A source Lam referenced was, “The Liturgical Year,” by Adolf Adam. It said, “Abstinence from meat and wine was added later on, as was abstinence from dairy products (milk, butter, cheese and eggs), in many countries, until the Middle Ages and beyond.”

The practice of abstaining from meat during Lent used to include not only flesh, but also things that “came from flesh.” This included eggs, milk and any other dairy product. However, rules have become more lax in recent years.

Catholics fast and abstain in honor of when Jesus fasted for 40 days and 40 nights in the desert. The spiritual meanings of fasting vary by person and denomination, but the history on how some traditions began is more objective.

Andrew Gallavan, a senior in the technical and professional communication program, believes that the reasons for this can be both biblically and historically based.

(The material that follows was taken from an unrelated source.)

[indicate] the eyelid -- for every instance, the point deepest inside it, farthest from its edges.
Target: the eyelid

“I was told that fish was acceptable for two reasons. The first being when Jesus blessed a couple fish and loaves of bread, he was miraculously able to feed 500,” said Gallavan. “The second was due to the fact that it wasn’t practical to ask people to give up such a significant part of their diet.”

Father Daren Zehnle, pastor of St. Patrick parish in Girard, Ill., believes there is a historical context for why fish is acceptable. He referenced a statement from the fifteenth century by John Myre in his Liber Festivalis which said, “For when God, for Adam’s sin, cursed the earth and the land, he cursed not the water; wherefore it is lawful for a man to eat in Lent that which cometh of the water.”

Resources such as give credence to the fact that meat is not acceptable because it is flesh, and dairy products were not be allowed because they “came from flesh,” here is a reason given as to why fish is acceptable. Because eggs used to be prohibited as well, this is also the reason why eggs are a common gift on Easter, because it is the first day in 40 days that Catholics can eat these.

This practice is not exclusive to Catholics. Eastern Orthodox Christianity has a similar practice of fish being allowed, but meat seen as unacceptable. This suggests that this practice pre-dates the East-West Schism, which took place around the eleventh century.

Father Alexander Kutcha, an Eastern Orthodox priest, said, “[fasting rules] predate the Schism and really even the birth of the Church. Fasting has always been a part of our human religious experience.”

Gallavan also said that he finds that only giving up meat during Lent is very easy, so he practices “David’s Fast,” which includes meat and any wheat based product.

While historical texts and biblical references leave room for interpretation for this practice, those who practice it often do so for spiritual reasons, not historical ones.